OK, Morpheus will im Moment nicht so weil da Irgendjemand Irgendetwas umstellt - das wäre geklärt  Welche Ausweichmöglichkeiten gibt es denn die sich auch taugen? Ich "bin" mit Morpheus eigentlich hoch zufrieden, nur wars das denn schon?


----------



## nils11 (4. März 2002)

*naja...*

naja, es gibt so einiges.

hier mal n paar alternativen :

edonkey (nur gut für videos und dateien über 50 mb)
limwire
bearshare 
winmx

sind zwar alle nicht so gut wie das alte morpheus, aber immernoch besser als das neue.


----------



## Psyclic (4. März 2002)

morpheus stinkt was musik angeht und gute filme


filme, a**z, g***z ----> Edonkey !

musik ----> audiogalaxy ! ( hauptsächlich independent sachen...wenig mainstream müll )


----------



## stillerschrei (4. März 2002)

kann mich dem oben genannten tip mit audiogalaxy nur anschliessen. dort findet man jetzt wirklich fast alles was man will.


----------



## braindad (4. März 2002)

bei musik setz ich auf winmx. edonkey ist mM nach nicht so toll - das prinzip ist aber sehr gut! limewire find ih auch blöde, da es, wie das neue morpheus auf das gnutella netz setzt (oder?).


----------



## nils11 (4. März 2002)

*audiogalaxy...*

audiogalaxy findet bei mir überhaupt nix. und wenn, dann saugt das teil nur im schneckentempo.


----------



## Psyclic (4. März 2002)

dann hörst du eindeutig die falsche musik


----------



## nils11 (4. März 2002)

*nö...*

nö, ich hör bestimmt nicht die falsche musik ;-) . 
aber vielleicht bin auch einfach nur viel zu blöd, mit audiogalaxy richtig umzugehen  .


----------



## Christoph (4. März 2002)

ich glaub es liegt trotzdem an der falschen Musik! *lol*


----------



## Psyclic (4. März 2002)

darf man <zu rein informativen zwecken natürlich> erfahren was für musik du genau illegal beziehen möchtest ?


----------



## Christoph (5. März 2002)

warum was funzt bei AG nicht???


----------



## nils11 (5. März 2002)

*naja...*

techno, was sonst  .

ich hatte es ehrlich gesagt auch nur kurze zeit. und da hatte ich nur 1-2kb/sec., was selbst bei isdn nicht zu glühenden leitungen führt.
und die suchergebnisse waren auch nicht so das gelbe vom ei. deswegen bin ich zumorpheus gewechselt. glücklicherweise.


----------



## Christoph (5. März 2002)

war das


> techno was sonst


 sarkastisch gemeint????

wenn nicht wunderts mich nicht wenn du nichts findest!

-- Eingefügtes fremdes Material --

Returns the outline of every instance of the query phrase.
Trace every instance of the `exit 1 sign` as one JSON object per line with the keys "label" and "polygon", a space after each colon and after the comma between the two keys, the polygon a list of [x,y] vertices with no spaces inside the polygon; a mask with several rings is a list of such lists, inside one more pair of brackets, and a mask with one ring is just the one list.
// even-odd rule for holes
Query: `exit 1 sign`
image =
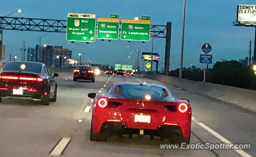
{"label": "exit 1 sign", "polygon": [[150,20],[151,19],[150,16],[142,16],[141,17],[141,20]]}

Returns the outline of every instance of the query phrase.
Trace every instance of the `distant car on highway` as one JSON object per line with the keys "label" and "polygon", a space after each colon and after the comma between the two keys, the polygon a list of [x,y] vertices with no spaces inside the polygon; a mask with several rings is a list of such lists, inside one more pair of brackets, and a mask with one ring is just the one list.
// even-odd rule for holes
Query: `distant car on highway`
{"label": "distant car on highway", "polygon": [[116,75],[123,75],[124,74],[124,71],[122,70],[118,70],[116,72]]}
{"label": "distant car on highway", "polygon": [[114,75],[114,71],[112,71],[111,70],[109,70],[106,71],[106,75]]}
{"label": "distant car on highway", "polygon": [[57,99],[57,85],[53,75],[44,64],[14,61],[6,63],[0,72],[0,102],[4,97],[40,100],[48,105]]}
{"label": "distant car on highway", "polygon": [[133,134],[189,143],[192,111],[189,101],[175,98],[165,86],[146,82],[118,82],[104,96],[92,93],[90,140]]}
{"label": "distant car on highway", "polygon": [[73,80],[90,80],[95,82],[95,75],[92,67],[89,65],[79,65],[74,69]]}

die haben beim agsatellite wahrscheinlich einen --gutengeschmacksfilter-- eingebaut! *lol*

cu


----------



## Psyclic (5. März 2002)

hrhr glaub ich auch


----------



## nils11 (6. März 2002)

*hm...*

das war bestimmt nicht sarkastisch gemeint. naja, morpheus findet wenigstens was  .


----------